# Replacing the wireless card of an Asus EeePC 1000HE



## lele (Sep 10, 2012)

Hello,

I'd like to install FreeBSD on my Asus EeePC 1000HE netbook whose wireless card
is a Ralink RT2860, which does not support FreeBSD.  Hence, I'd like to replace
it.  According to the "AsusEee - FreeBSD Wiki":

"1000HE

Configurations are said to vary, especially wrt wireless modules.

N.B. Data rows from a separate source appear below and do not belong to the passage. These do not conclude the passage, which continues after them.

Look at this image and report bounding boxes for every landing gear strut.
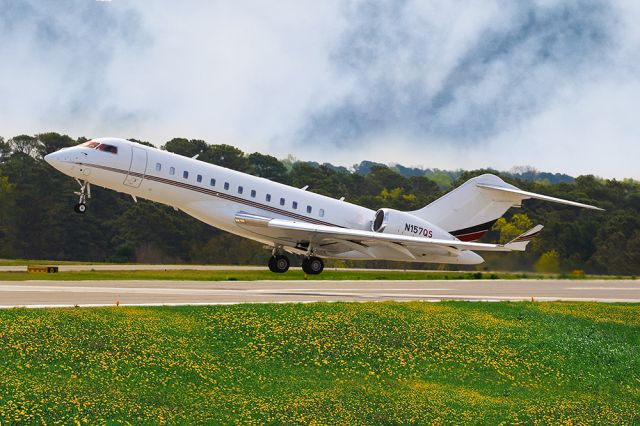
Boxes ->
[269,254,290,274]
[302,256,324,275]
[73,179,91,214]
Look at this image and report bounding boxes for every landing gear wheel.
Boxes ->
[302,256,324,275]
[73,179,91,214]
[73,203,87,214]
[269,254,289,274]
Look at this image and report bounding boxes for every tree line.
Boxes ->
[0,133,640,274]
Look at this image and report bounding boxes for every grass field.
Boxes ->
[0,302,640,424]
[0,267,635,282]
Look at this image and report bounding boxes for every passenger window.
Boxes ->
[96,143,118,154]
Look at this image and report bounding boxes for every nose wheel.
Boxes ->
[73,179,91,214]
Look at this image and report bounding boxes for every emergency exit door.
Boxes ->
[124,146,147,188]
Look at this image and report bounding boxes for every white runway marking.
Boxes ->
[0,280,640,307]
[567,287,640,291]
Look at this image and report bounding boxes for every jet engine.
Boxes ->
[371,208,452,239]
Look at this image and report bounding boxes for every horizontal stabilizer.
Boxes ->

Some users
report Ralink cards.

[...]
ath(4): Atheros 5424/2424 (AW-GE780)
[...]"

Hence, the notebook was sold with a FreeBSD-compatible card.  Is Atheros 5424
the card model or the chipset?  I've found this card:

http://www.ebay.co.uk/itm/New-IBM-A...Computing_NetworkCards_RL&hash=item3f175ecb5b

Is it the card I should buy?  The ad says it is only for Thinkpads...  Does that
matter when the model is the same and it is a mini-PCI card?

Anyway, I'm from the UK.  If you can recommend another wireless from another
seller, I'll have a look.

Thanks.


----------



## lele (Sep 10, 2012)

Apparently, the card I should get is the Atheros AR9280, which is supported in
FreeBSD 9-CURRENT:

"3.5 Wireless Network Interfaces

[...]

[i386,pc98,amd64,sparc64] The ath(4) driver supports all Atheros Cardbus and PCI
cards, except those that are based on the AR5005VL chipset."

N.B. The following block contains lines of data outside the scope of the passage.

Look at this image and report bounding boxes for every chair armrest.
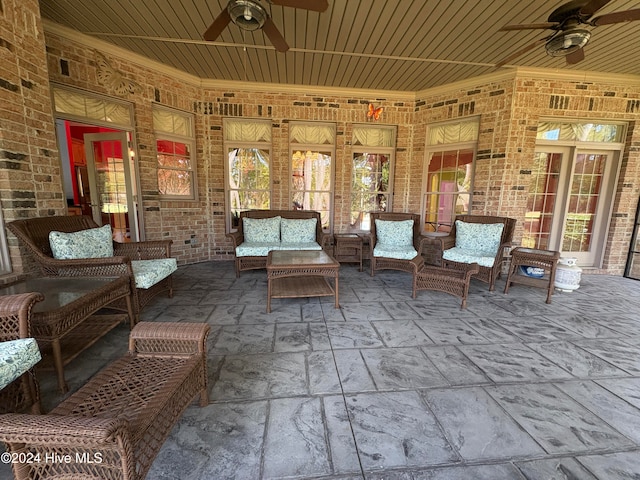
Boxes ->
[129,322,210,356]
[439,235,456,252]
[113,240,173,260]
[33,256,133,277]
[226,232,244,249]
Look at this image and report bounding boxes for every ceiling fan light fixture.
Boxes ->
[545,28,591,57]
[227,0,267,31]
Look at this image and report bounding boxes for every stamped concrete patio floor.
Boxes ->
[8,262,640,480]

See: http://www.freebsd.org/relnotes/CURRENT/hardware/support.html#WLAN


----------



## wblock@ (Sep 10, 2012)

Yes, I have tested an AR9280 with FreeBSD.  Be careful, there are full and half-sized cards, and differing number of antenna connectors, two versus three.  This card was recycled from a Macbook, and has FCC ID PPD-AR5BXB72P.


----------



## lele (Sep 16, 2012)

I realized that replacing the internal wireless card would have required disassembling the netbook, and risking to break things, therefore I went for a supported USB wireless dongle, a Belkin F5D7050 version 3 (FCC ID: K7S-F5D7050B).

EDIT: Now, if I only managed to find a supported smaller dongle...  Anyway, this could be the easiest solution for people who discover that the internal cards of their netbooks are not supported.


----------